“Big Money Coupled With Cheap Money” Never Ends Well… | Zero Hedge

Eat the rich

It was a Sunday in April 2017 when a queasy feeling in Darrell Crapp’s stomach sent him rushing home. He found his wife, Diana, lying crumpled on the floor of their Lancaster, Wis., bathroom. She had swallowed a handful of pills.

Overwhelmed with debt and with little prospect of turning a profit that year, the Crapps knew BMO Harris Bank NA wouldn’t lend them money to plant. The bank had frozen the farm’s checking account.

Mrs. Crapp managed the fifth-generation corn, cattle and hog farm’s books. She had stayed up nights drafting dozens of budgets to try to stave off disaster, including 30-day, 60-day and 90-day budgets.

“It was too much for her,” Mr. Crapp, 63, said of his wife, who survived the incident.

Crapp Farms filed for chapter 11 bankruptcy the next month, with a total debt of $36 million.

In a written statement, Patrick O’Herlihy, a BMO spokesman, said the bank doesn’t comment on specific customer relationships but strives to “approach every situation with empathy, and to help our customers manage challenging financial situations.” He said the bank had been working in the agricultural sector for more than a century and was committed to the industry.

At its height, Mr. Crapp and his two sons had grown crops on 17,000 acres. The farm’s last 197 acres, homesteaded by Mr. Crapp’s ancestors in the 1860s, will likely be auctioned this month.
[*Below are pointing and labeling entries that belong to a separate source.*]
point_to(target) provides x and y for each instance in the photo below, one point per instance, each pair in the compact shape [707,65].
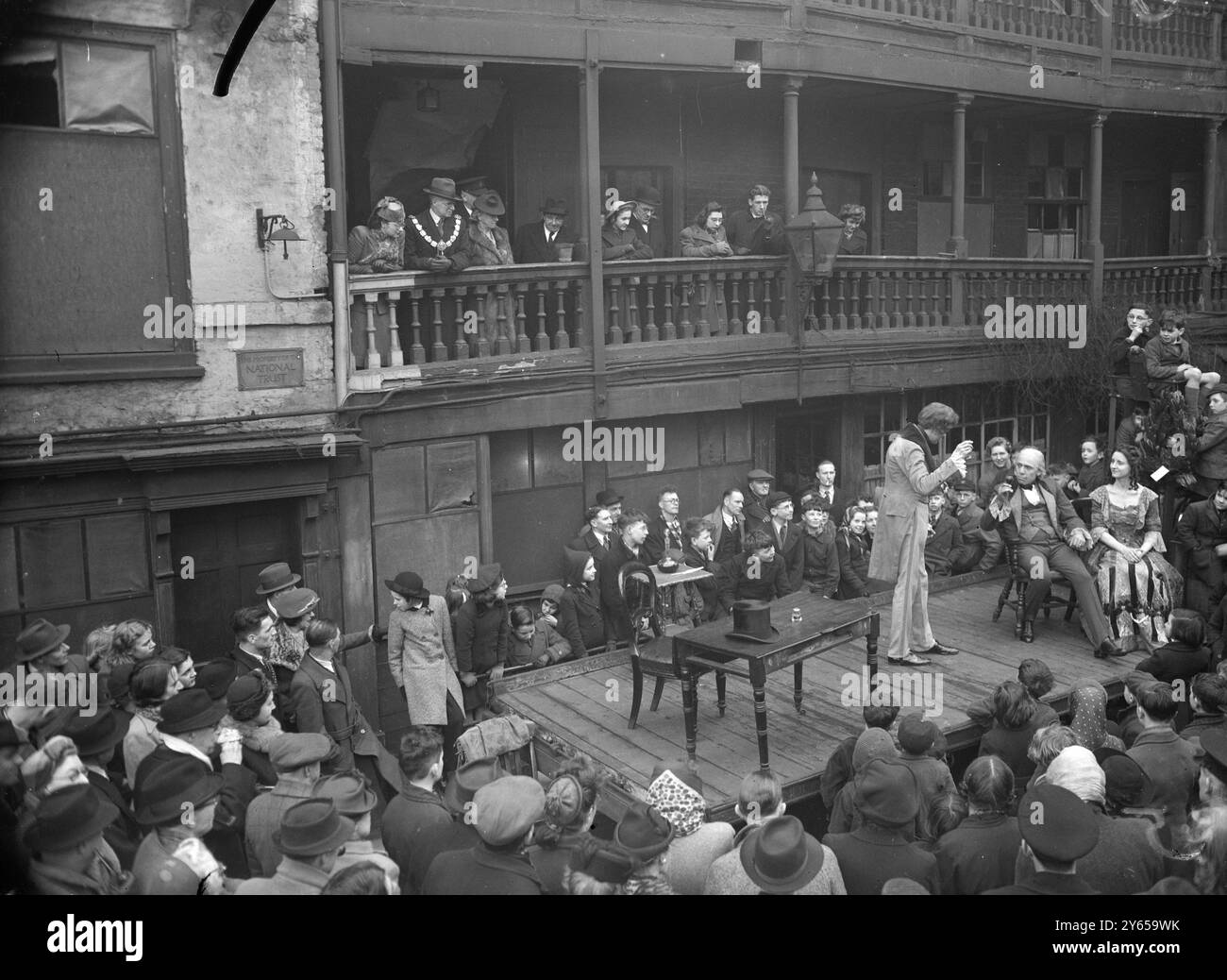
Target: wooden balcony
[412,328]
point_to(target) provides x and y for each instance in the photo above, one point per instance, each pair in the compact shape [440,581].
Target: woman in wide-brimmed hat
[422,658]
[379,245]
[645,834]
[482,632]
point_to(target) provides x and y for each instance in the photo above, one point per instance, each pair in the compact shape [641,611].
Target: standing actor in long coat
[911,474]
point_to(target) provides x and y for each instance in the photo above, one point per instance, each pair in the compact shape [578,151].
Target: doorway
[227,546]
[802,440]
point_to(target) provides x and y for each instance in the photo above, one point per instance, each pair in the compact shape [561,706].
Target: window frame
[180,360]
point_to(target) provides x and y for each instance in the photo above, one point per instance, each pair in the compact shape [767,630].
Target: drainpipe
[334,174]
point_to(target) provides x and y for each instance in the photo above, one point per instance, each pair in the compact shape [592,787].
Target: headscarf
[683,807]
[1090,723]
[1076,770]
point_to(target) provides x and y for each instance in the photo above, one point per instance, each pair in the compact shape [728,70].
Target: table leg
[690,711]
[759,682]
[871,644]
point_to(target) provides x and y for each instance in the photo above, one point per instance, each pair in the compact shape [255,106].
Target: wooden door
[227,546]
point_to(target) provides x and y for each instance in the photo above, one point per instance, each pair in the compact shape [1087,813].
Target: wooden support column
[957,242]
[792,146]
[590,192]
[1092,247]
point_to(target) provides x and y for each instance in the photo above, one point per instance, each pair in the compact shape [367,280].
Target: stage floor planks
[589,713]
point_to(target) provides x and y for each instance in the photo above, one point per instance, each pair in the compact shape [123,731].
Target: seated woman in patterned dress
[1137,587]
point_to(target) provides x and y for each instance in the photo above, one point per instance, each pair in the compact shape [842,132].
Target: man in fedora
[422,660]
[503,813]
[96,739]
[646,224]
[417,807]
[311,837]
[189,731]
[757,489]
[70,856]
[323,699]
[1056,830]
[354,799]
[539,241]
[436,240]
[178,803]
[297,758]
[42,648]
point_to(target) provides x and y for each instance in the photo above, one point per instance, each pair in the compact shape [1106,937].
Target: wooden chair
[1018,581]
[653,657]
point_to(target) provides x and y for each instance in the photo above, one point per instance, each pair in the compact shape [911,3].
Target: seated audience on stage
[945,540]
[1202,534]
[820,550]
Mr. Crapp now sells farmland for a regional realty company and helps run the family’s trucking business, which transports grain and livestock feed for area farmers. His younger son drives trucks for the company. His older son repairs grain storage bins. Mr. Crapp said he would have to file bankruptcy again—likely under chapter 12—to discharge his remaining debts.

“We haven’t won very many battles,” said Mr. Crapp. “The bank pretty much owns us.”